While I’m waiting to hear from Peter, I meet a man who seems enchantingly desirable to me. He is dark and graceful, a sometimes member of the street theater collective Angels of Light. I have no distractions to obsession, Caitlin is halfway to Boston and I am marking time. The man makes himself at home and tries to persuade me to stay in California, worrying me like a mouse, forget about leaving, forget about everything but me, he wheedles.
And I am a little tempted, I must admit. He is almost good enough to make me to stay except that Caitlin is on the other side of the country.
Finally, I get the telephone call from Peter, they are all in Boston and ready for us to come. I gather up Joanne and her little boy and buy plane tickets with the last of the welfare money. I whisper to the man one early morning a few days later, as he lies in the bed, he grunts, only half awake. I say, I have to run out for cigarettes, I’ll be back in a few minutes. He rolls over in acknowledgement and goes back to sleep. I close the door of the house all quiet, close the door on that chapter of my life, say goodbye forever to San Francisco and the man.
Unfortunately I have to leave behind my Indian patchwork quilt with the sewn on mirrors because taking it off the bed to go to the grocery store might have made him suspicious.
The flight is uneventful. Peter and Stephen meet us at Logan and drive us to where they are staying, a big, ramshackle place just outside Boston. Peter is already entangled with a new girl who is very noisy when she makes love, it especially gets on Joanne’s nerves because she’s not used to Peter’s ways yet. Stephen is happy to see me, he missed me so much, he is goatlike in his glee. Caitlin is none the worse for wear after her trek cross-country and Loopy does a back flip.
We acquire a car, a ramshackle 1965 International Travel-all station wagon, roomy enough for all of us. We need to make plans. We are broke but we have to buy all the equipment we will need to start a commune in the countryside and then we have to find the countryside.
Stephen has a brilliant idea, not very honest, but that makes it more exciting. He is nice but lacking moral fiber. He tells us that we can create fake identities, back then you can just find out a dead person’s name and order his birth certificate from the Registry Division, then with the birth certificate get a driver’s license and social security card in the dead person’s name and open a checking account, then write checks on the account for a lot of money even if you just have fifty cents in the bank. Then you take all the nice things you bought and get out of town.
So that’s what we do and it works. I wear a blonde wig to go to the bank, and get all dressed up and even wear panty hose when I shop. Stephen finds a sports coat. We go on a Saturday so nobody can call the bank and buy thousands of dollars worth of clothes and sleeping bags and blankets and baby supplies and tools from Filene’s and Sears and Jordan Marsh, all in one day. We write checks for everything, nobody even looks at us funny, and we feel not a glimmer of guilt, it is righteous to steal from the rich. None of the old rules apply to us, we are the cutting edge of revolution, the flower children of the disenfranchised and entitled to free drugs and all the caviar we can carry.
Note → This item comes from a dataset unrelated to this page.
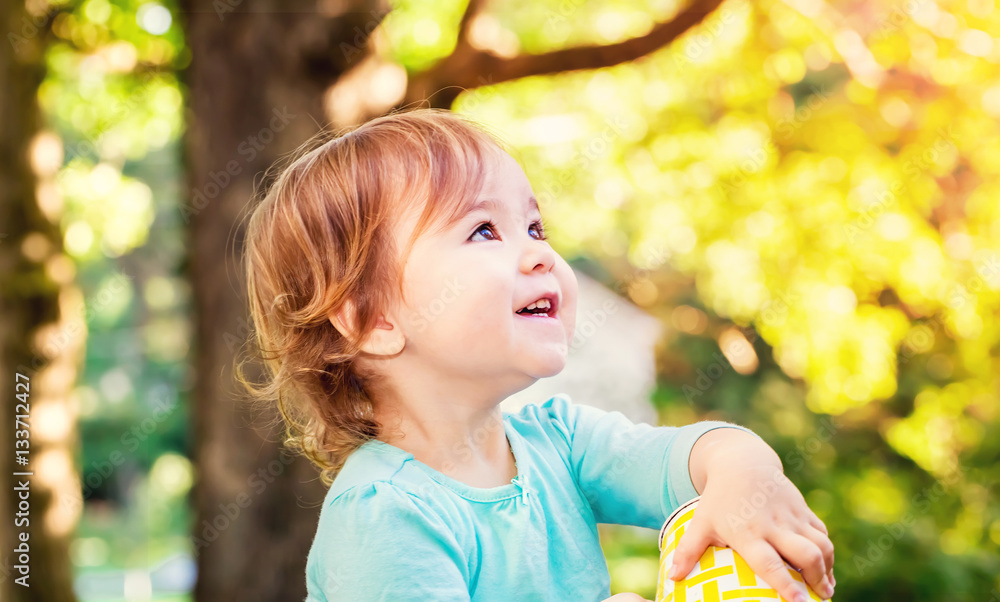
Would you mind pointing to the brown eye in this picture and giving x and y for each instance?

Peter’s sister meets us in Boston while we are there, she is a Weatherman, a real Marxist politico, very serious and like us has turned her back on her middle class heritage. She lives in a flat in Cambridge with twenty other people, the floor is covered with mattresses and garbage and they only eat junk food as a gesture of solidarity with the proletariat.
One day she decides to raid her parent’s house on Long Island and donate everything to the Movement. She and her boyfriend rent a U-Haul and drive it down when she knows the family will be gone on vacation, back the truck up to the front door, and start hauling out all the sterling and paintings and rugs and antiques, everything they can carry. The truck is half full before the police arrive.